Since many of you are, I expect, more interested in writing than in cognitive psychology, I thought I’d try and say a little something here to explain what the discipline entails. I’ve been thinking about how best to represent it, and it is quite tricky to pin down. This difficulty adds a little frisson, I find, and turns a straightforward task into an irresistible challenge! I’m sure that the account which follows will have all kinds of holes in it, so as ever this is your chance to step up to the plate and fill in the gaps.
In a nutshell, cognitive psychology is the scientific study of the normal mind engaged in everyday experience. Cognitive psychologists are interested in universal phenomena like visual perception, object recognition, attention, expertise, decision making, how we experience time, language, and – germane to our evolving essay – memory. Certain professional sub-groups, though, (for example cognitive neuropsychologists) are more usually concerned with examining abnormalities in these processes.

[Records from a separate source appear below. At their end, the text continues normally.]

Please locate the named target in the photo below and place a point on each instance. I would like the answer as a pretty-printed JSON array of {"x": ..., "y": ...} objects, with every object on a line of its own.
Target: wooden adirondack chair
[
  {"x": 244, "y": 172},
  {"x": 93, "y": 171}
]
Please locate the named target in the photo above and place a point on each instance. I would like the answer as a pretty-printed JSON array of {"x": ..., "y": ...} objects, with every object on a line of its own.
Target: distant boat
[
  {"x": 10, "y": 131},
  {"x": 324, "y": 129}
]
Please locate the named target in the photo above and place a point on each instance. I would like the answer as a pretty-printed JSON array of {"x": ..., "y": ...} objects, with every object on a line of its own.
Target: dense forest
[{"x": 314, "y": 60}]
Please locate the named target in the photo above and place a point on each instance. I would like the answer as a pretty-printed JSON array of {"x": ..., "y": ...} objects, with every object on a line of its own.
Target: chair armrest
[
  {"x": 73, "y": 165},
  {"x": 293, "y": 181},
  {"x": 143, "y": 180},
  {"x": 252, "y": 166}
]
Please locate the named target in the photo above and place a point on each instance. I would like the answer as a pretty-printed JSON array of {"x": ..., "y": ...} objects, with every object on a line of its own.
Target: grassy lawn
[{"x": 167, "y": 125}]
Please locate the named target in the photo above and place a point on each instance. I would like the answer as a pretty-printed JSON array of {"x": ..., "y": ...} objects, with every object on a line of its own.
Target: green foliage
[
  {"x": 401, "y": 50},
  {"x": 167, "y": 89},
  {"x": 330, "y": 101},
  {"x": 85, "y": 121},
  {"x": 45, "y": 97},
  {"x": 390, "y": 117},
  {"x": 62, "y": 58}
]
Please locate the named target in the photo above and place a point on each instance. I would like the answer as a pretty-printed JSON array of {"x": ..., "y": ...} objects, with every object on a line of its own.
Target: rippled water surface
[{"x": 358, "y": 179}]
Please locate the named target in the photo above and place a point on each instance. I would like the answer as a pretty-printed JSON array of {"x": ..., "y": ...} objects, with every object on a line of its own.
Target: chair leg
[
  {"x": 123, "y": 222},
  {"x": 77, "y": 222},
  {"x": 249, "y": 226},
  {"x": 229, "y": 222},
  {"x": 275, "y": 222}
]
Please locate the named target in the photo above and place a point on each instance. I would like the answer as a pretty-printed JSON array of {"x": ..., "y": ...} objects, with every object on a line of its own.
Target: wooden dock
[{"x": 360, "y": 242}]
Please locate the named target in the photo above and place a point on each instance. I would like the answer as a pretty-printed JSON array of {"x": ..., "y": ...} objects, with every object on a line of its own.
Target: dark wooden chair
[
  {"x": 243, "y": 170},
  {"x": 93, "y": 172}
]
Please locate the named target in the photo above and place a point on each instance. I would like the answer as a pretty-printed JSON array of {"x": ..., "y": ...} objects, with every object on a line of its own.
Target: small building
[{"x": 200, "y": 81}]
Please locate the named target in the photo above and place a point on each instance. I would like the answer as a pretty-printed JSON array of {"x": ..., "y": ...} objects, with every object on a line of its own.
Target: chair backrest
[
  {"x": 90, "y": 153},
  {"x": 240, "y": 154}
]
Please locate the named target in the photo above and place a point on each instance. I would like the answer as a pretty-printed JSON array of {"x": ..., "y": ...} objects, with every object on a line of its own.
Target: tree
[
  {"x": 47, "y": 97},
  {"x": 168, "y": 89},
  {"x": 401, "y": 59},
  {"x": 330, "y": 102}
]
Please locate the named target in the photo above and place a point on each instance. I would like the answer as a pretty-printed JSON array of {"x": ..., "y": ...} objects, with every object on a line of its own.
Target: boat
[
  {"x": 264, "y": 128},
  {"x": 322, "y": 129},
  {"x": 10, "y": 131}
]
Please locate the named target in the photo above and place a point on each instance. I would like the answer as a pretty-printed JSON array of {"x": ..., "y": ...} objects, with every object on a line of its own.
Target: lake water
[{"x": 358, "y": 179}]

What exactly do I mean when I say that cognitive psychologists make a scientific study of the mind? The descriptor scientific denotes a particular approach, one facet of which is the preference for selecting one process for study in isolation from the others. So although attention, memory, perception etc are simultaneously operating in all of us, the cognitive psychologist will focus on their preferred system to the exclusion of the others. The scientific nature of the discipline also manifests in the investigative tools of the trade, namely controlled experimentation (on non-human animals as well as people), imaging studies, physiological measurement, and using computers to simulate cognition. These computer models can then be tested against ‘real-world’ cognition.

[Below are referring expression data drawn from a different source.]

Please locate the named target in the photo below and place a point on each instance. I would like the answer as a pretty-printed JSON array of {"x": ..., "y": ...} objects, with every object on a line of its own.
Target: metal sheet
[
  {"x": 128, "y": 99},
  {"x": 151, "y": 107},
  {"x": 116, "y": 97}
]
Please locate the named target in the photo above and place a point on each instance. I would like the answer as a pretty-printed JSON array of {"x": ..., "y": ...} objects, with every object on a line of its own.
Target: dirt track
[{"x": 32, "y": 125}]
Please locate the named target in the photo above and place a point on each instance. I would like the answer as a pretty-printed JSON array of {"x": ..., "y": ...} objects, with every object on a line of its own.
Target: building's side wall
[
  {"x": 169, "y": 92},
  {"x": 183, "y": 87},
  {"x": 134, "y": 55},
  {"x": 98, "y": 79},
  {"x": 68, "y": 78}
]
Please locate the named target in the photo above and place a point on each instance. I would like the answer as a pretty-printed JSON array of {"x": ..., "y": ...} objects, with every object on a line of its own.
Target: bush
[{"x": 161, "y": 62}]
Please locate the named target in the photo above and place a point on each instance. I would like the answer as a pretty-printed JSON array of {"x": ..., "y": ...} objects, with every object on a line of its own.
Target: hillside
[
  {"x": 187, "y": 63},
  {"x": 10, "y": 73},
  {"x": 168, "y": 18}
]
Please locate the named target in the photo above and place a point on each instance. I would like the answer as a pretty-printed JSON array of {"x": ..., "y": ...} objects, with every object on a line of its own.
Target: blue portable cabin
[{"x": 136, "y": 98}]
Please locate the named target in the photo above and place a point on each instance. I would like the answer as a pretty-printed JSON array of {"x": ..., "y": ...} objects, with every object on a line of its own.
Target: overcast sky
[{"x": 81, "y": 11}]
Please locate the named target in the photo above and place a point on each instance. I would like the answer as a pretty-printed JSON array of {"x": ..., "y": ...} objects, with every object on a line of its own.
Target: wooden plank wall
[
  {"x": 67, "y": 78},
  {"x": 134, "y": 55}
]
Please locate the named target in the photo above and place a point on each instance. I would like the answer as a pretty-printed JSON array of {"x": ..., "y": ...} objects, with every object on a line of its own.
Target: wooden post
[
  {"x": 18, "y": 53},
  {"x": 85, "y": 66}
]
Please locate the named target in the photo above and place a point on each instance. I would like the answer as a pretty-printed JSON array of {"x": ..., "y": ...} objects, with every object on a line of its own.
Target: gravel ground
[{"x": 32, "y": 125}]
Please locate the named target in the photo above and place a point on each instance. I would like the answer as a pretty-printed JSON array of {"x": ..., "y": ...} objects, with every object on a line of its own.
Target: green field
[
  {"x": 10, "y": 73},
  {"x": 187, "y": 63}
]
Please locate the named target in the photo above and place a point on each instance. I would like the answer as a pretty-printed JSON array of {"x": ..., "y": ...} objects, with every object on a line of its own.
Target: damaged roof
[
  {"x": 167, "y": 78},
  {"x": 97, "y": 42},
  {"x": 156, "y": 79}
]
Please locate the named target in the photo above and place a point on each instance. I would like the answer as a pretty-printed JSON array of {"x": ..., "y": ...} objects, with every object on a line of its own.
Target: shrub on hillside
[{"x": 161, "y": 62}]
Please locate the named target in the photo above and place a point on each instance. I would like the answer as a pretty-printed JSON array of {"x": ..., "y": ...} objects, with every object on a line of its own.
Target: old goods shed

Speaking generally, scientists aim to make observations which can then be used to predict the behaviour of systems and their components. They also often aim to use these rules to influence systems. This last point has a slightly sinister ring to it, which is the reason for the existence of ethical codes, especially in psychology. But that’s a whole other topic.
My first brush with cognitive psychology was unnerving but compelling in a scab-picking sort of way. I never imagined there was so much stuff happening in me and, more outrageously, without my conscious knowledge! I had previously enjoyed thinking of myself as a fairly self-aware person, but it seemed that this concept could no longer stand. The portion of cognition I was aware of appeared to be the tip of a huge, sinister iceberg. Things weren’t as they seemed. After a while, I stopped panicking and started getting curious. I began to wonder what it is that makes us like this. By and large, I’m still wondering. And since much of cognition is safely buried away from conscious access, there’s an awful lot to wonder about.